Any tops tips/encouraging thoughts you can share about how to affect culture change, even in just the smallest of ways…?

I was very lucky to work somewhere with a strong culture of personal development, and with hindsight, I think that’s one of the fundamental building blocks of any successful employment, and certainly any successful agency.

From an employer’s perspective the more you understand what your employee really wants, rather than just a pay cheque at the end of the month, and the more you can accommodate this, the happier your employees will be. It’s one of the sure fire ways of keeping people motivated and delivering great work.

And from an employee’s perspective, I can’t stress enough that even though the first conversation might be hard when you want to discuss changing the way you work, or telling your boss what really makes you tick (e.g.

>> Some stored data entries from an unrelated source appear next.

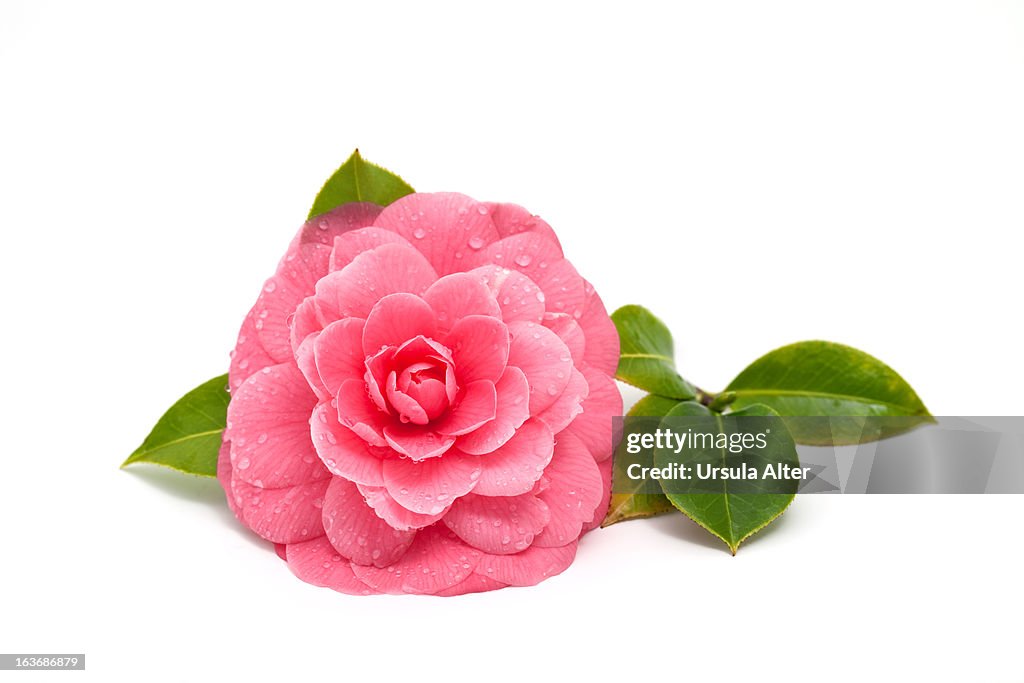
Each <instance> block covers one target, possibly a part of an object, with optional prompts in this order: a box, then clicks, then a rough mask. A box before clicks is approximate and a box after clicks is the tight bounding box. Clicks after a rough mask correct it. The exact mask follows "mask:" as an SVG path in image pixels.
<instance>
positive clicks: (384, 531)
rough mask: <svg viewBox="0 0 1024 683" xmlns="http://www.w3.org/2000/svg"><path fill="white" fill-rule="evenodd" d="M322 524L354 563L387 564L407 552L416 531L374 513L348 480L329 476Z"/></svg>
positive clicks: (333, 545) (338, 551)
mask: <svg viewBox="0 0 1024 683" xmlns="http://www.w3.org/2000/svg"><path fill="white" fill-rule="evenodd" d="M324 528H325V530H326V531H327V538H328V540H329V541H330V542H331V545H332V546H334V548H335V550H337V551H338V552H339V553H341V554H342V555H343V556H344V557H347V558H348V559H350V560H352V561H353V562H355V563H356V564H373V565H375V566H379V567H382V566H387V565H388V564H391V563H393V562H396V561H397V560H398V558H400V557H401V556H402V555H404V554H406V550H407V549H408V548H409V546H410V545H411V544H412V543H413V539H415V538H416V531H413V530H400V529H396V528H394V527H393V526H391V525H389V524H388V523H387V522H385V521H384V520H383V519H381V518H380V517H378V516H377V514H376V513H375V512H374V510H373V508H371V507H369V506H368V505H367V502H366V501H365V500H364V499H362V495H361V494H360V493H359V490H358V489H357V488H356V487H355V484H354V483H352V482H351V481H347V480H345V479H342V478H341V477H331V484H330V485H329V486H328V488H327V494H326V496H325V497H324Z"/></svg>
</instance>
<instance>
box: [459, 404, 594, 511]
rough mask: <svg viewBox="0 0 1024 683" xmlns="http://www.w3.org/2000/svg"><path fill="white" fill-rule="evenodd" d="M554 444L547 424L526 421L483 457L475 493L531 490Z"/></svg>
mask: <svg viewBox="0 0 1024 683" xmlns="http://www.w3.org/2000/svg"><path fill="white" fill-rule="evenodd" d="M554 447H555V446H554V437H553V436H552V435H551V430H550V429H549V428H548V426H547V425H546V424H544V423H543V422H541V421H540V420H527V421H526V422H524V423H523V424H522V426H521V427H519V429H517V430H516V432H515V436H513V437H512V438H511V439H509V440H508V442H507V443H506V444H505V445H503V446H501V447H499V449H497V450H496V451H494V452H493V453H488V454H486V455H484V456H480V467H481V468H482V471H481V472H480V478H479V479H478V480H477V482H476V486H475V487H474V493H476V494H478V495H480V496H519V495H521V494H525V493H527V492H529V490H530V489H532V488H534V483H535V482H536V481H537V480H538V479H539V478H540V477H541V473H542V472H544V468H545V467H546V466H547V465H548V463H549V462H551V457H552V454H553V452H554ZM589 455H590V454H588V457H589ZM591 462H593V459H591Z"/></svg>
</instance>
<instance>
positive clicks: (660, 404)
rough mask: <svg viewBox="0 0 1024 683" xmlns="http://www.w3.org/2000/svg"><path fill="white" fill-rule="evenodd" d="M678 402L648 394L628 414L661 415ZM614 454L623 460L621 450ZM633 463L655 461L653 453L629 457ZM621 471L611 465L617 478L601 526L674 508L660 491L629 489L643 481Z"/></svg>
mask: <svg viewBox="0 0 1024 683" xmlns="http://www.w3.org/2000/svg"><path fill="white" fill-rule="evenodd" d="M677 403H678V401H676V400H674V399H672V398H665V397H664V396H655V395H652V394H648V395H646V396H644V397H643V398H641V399H640V400H639V401H637V403H636V404H635V405H634V407H633V408H632V409H630V412H629V413H628V414H627V416H628V417H638V416H646V417H654V418H659V417H663V416H665V415H666V414H667V413H668V412H669V411H671V410H672V409H673V408H675V407H676V404H677ZM624 441H625V439H622V440H621V441H620V447H623V445H622V444H623V442H624ZM614 457H615V458H616V459H621V458H622V457H623V456H622V455H620V452H618V451H616V452H615V456H614ZM616 462H618V461H616ZM630 462H640V463H646V464H648V465H649V464H651V463H652V462H653V452H651V451H647V452H645V453H641V454H639V455H637V456H630ZM622 474H623V473H622V472H621V471H620V469H618V468H612V477H614V480H613V481H612V485H611V502H610V505H609V506H608V514H607V515H606V516H605V518H604V521H603V522H601V526H602V527H604V526H610V525H611V524H614V523H615V522H621V521H626V520H629V519H642V518H644V517H653V516H654V515H659V514H663V513H666V512H669V511H671V510H672V503H670V502H669V499H667V498H666V497H665V496H663V495H660V494H637V493H632V492H631V490H630V489H631V487H632V488H633V490H634V492H635V490H637V489H639V488H640V483H639V482H634V481H631V480H629V479H627V478H625V477H623V476H622Z"/></svg>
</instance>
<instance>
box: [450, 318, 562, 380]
mask: <svg viewBox="0 0 1024 683" xmlns="http://www.w3.org/2000/svg"><path fill="white" fill-rule="evenodd" d="M552 336H554V335H552ZM443 342H444V344H445V346H447V347H449V348H450V349H452V358H453V365H454V366H455V375H456V379H457V380H458V381H459V384H460V385H465V384H469V383H470V382H475V381H476V380H490V381H492V382H497V381H498V379H499V378H500V377H501V376H502V373H503V372H504V371H505V365H506V362H507V360H508V356H509V330H508V328H506V327H505V324H504V323H502V322H501V321H499V319H498V318H497V317H490V316H489V315H467V316H466V317H464V318H462V319H461V321H459V322H458V323H456V324H455V325H454V326H453V327H452V332H450V333H449V335H447V337H446V338H445V339H444V340H443Z"/></svg>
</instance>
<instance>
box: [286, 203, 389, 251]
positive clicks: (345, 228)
mask: <svg viewBox="0 0 1024 683" xmlns="http://www.w3.org/2000/svg"><path fill="white" fill-rule="evenodd" d="M380 213H381V208H380V207H379V206H377V205H376V204H371V203H370V202H351V203H349V204H342V205H341V206H340V207H338V208H336V209H332V210H330V211H328V212H327V213H322V214H321V215H318V216H315V217H313V218H310V219H309V220H308V221H306V223H305V225H303V226H302V228H301V229H300V230H299V233H298V234H296V236H295V240H294V241H293V242H292V247H297V246H298V245H301V244H308V243H313V244H322V245H327V246H328V247H331V246H333V245H334V241H335V238H337V237H338V236H339V234H344V233H346V232H348V231H350V230H354V229H357V228H360V227H366V226H367V225H372V224H373V222H374V220H375V219H376V218H377V216H379V215H380Z"/></svg>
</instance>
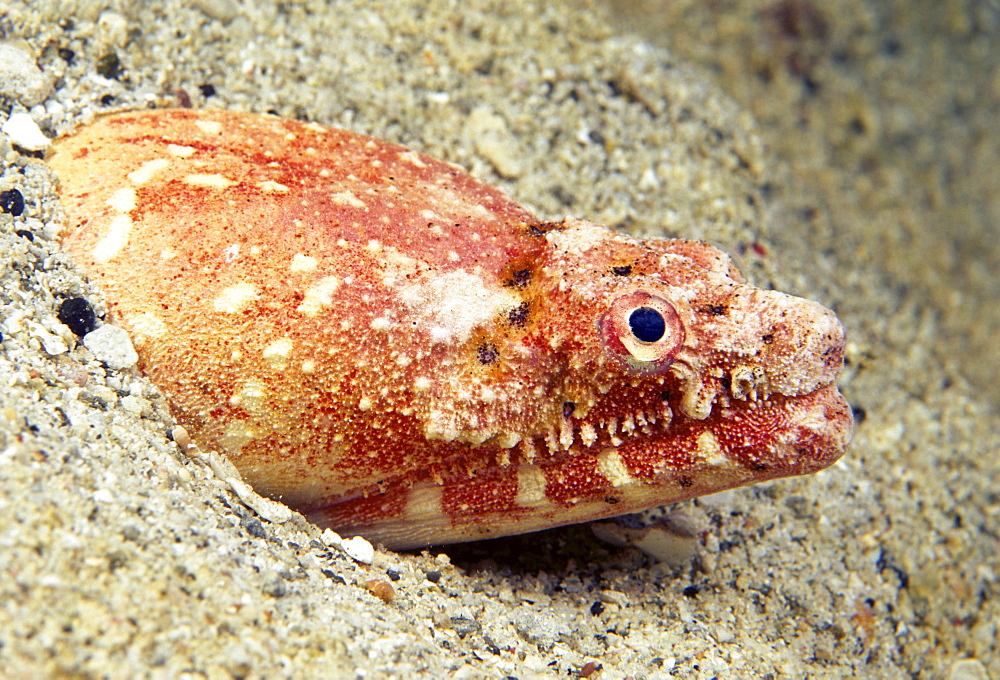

I’m in a band which practices every Thursday at 6.30 so I need to leave on time), most bosses aren’t ogres.

As long as you can see things from their perspective as and when you ask, and demonstrate how you can help them avoid problems at the same time as them letting you do what you want, then you’ll generally have a fair hearing.

I’ve also learned, since setting up Restless Communications, my own agency, that most clients are also remarkably relaxed about the culture you want to engender within your agency. 90% of the time if a client asks me for a meeting or call and I reply, actually, could we shift it because that’s when I’m on the school run – how about this other time, they’re very happy to do so. And if they can’t they can’t, I’ll obviously sort something else out.

The main thing I learned all those years ago, which I now put into practice and would encourage others to always do so is simple: Don’t be afraid to ask. Always see things from your employer’s perspective as you do so, but don’t be afraid to ask.